An arraignment is an opportunity similar to the initial court appearance. A judge outlines the charges alleged against the defendant and verifies their plea (guilty or not guilty). A judge will also advise the defendant on the importance and right to counsel if they have not retained counsel already. Occasionally, further hearing dates are set on the case.

Bonds are conditions of release. Usually, when a person is arrested, if there are concerns about that person’s return to court or their potential as a flight risk, the commissioner or the judge who reviews the person’s case may determine that a bond must be paid before their release. A bond is usually an amount of money that must be paid to secure a person’s release. If the person pays that money and returns for their court date, they get all of that money back. However, that money could be forfeited in the court system as a penalty for not appearing back in court.

If you have not yet contacted a DUI attorney regarding your Annapolis case, it is important to do so immediately so they may assist in the arraignment and bond release process.
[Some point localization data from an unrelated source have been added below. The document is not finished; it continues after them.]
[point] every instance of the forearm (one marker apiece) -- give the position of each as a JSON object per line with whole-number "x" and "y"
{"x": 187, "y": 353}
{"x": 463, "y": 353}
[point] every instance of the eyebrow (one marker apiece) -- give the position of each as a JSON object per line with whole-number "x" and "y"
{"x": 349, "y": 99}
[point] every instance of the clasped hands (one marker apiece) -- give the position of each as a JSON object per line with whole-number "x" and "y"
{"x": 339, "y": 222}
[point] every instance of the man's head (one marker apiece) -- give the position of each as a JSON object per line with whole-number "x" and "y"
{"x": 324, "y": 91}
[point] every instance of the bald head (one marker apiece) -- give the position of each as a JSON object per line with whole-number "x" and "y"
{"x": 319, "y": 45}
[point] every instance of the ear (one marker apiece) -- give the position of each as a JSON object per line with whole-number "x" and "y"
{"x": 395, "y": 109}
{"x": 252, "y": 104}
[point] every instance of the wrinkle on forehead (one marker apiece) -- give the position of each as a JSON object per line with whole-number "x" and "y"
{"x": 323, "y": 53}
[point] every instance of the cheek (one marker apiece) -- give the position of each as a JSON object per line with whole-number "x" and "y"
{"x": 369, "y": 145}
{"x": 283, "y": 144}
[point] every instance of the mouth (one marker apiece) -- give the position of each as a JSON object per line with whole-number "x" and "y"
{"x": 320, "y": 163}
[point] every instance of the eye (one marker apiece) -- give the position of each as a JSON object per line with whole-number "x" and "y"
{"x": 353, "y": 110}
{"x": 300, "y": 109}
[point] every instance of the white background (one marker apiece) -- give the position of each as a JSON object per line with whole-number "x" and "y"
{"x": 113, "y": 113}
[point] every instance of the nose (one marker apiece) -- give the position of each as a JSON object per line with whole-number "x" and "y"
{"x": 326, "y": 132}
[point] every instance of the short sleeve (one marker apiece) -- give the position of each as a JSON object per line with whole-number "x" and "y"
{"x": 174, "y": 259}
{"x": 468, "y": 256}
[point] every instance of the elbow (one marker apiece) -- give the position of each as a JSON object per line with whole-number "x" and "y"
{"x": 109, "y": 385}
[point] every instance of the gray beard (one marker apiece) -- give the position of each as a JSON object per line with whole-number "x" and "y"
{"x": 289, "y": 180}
Without the assistance of an attorney, you may spend more time in jail waiting for your bond to be posted.

The Arraignment Process

A person does not always need to appear at their arraignment. Sometimes, an attorney can advise the court that they have been retained, an arraignment is no longer necessary, and a not guilty plea will be entered by default.

If the accused has not retained counsel, they must appear at their arraignment because the court wants to make sure they are aware of the charges alleged against them. If the accused appears at the arraignment without counsel and expressly waives the arraignment, it could result in a warrant issued for their arrest and any outstanding bond would be forfeited.

The time between the DUI arrest and the arraignment is an opportunity for the defendant to meet with their attorney, ensuring they have retained counsel, and to tell the attorney everything they know about the case. Usually, the process of discovery does not begin until after the arraignment occurs due to the short amount of time between a charge and the arraignment hearing.

The Bond Process

A judge determining the bond amount and conditions of release, takes many factors into consideration. These factors include the defendant’s criminal history, the nature of the offense, a history of failing to appear before the court, and their connections to the community. These factors assist the judge in determining whether the person is a risk to themselves, to the community, or risk of flight and might not return for their court appearance.

Bonds can be posted by a person bringing the required funds to the court or jail to secure a the defendant’s release. Sometimes, a person’s property can be used to secure somebody’s release when the value of the property can be demonstrated.

Another option is a bail bond, in which an independent party posts a certain amount of bond on the defendant’s behalf. The independent party is paid a fee by the defendant to obtain the money if they do not have the full amount of the bond that was set by the court.

Documents Received

When a person is released from jail for a DUI in Annapolis, they usually receive all of the charging documents associated with their case, including the citations, and sometimes, a report or a statement of probable cause that explains the police officer’s investigation. Many times in Annapolis DUI cases, the report itself is not given to the person as they leave the station, but provided at a later date to their attorney. If a breathalyzer test was conducted, the results will be provided. As well as documents discussing procedures or next steps on how to respond to Motor Vehicle Administration inquiries regarding the potential suspension of a driving privilege.